The development of graphics isn't the issue, some fail because they're seen as a business, ran by business people too much.
Exactly. So instead of coming up with a fun game, they rehash old stuff in new skin and then don't even bother to optimise or debug it well, release and move on to the next one, whilst complaining it cost so much to make games so they have to increase prices. Really bad road but they are slowly learning with flop after flop. Gameplay matter, graphics really isn't anywhere at the front of requirements for most gamers, by all stats I see.
Outside of the ghosting issues, DLSS (to me), solves the muddiness under some form or another.
It's not the DLSS itself (though it does add sharpening yet that doesn't recover lost details), it's mostly super sampling, as we established earlier.
Most people don't use it though (I don't, too fiddly and too many issues with it for me to bother). And it should not be requirement to get proper image clarity.

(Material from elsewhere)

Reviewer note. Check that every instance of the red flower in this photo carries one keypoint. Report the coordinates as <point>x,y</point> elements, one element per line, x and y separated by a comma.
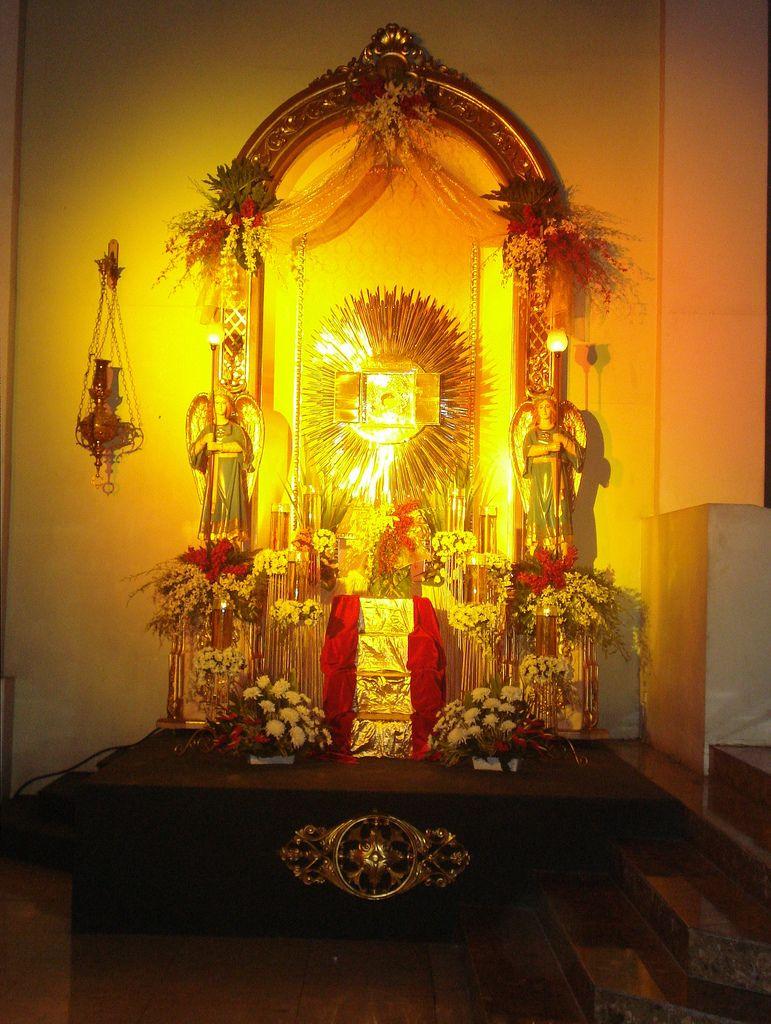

Crysis is a good example, because even though hardware was relatively cheaper then, people would still buy as cheap as possible and often times I've heard the "is just a graphics demo, there's no real game there" mantra.
Crisis engine was really badly optimised and still is - hence even on newest hardware is doesn't work as good as one would expect. That's been confirmed by it's own Devs multiple times over the years. Which is why further games with that name were made quite a bit differently. Still, even newer ones had stupid issues like huge tessellation on flat objects, or water that wasn't visible yet calculated for whole map etc. - for which people blamed Nvidia but I see mostly incompetence or rushing to release.
That said, crisis was very unique with physics and gameplay, which helped it much more than graphics. Engine issues were mostly meme with "but can it run crisis?"
not something I want to see in properly made games.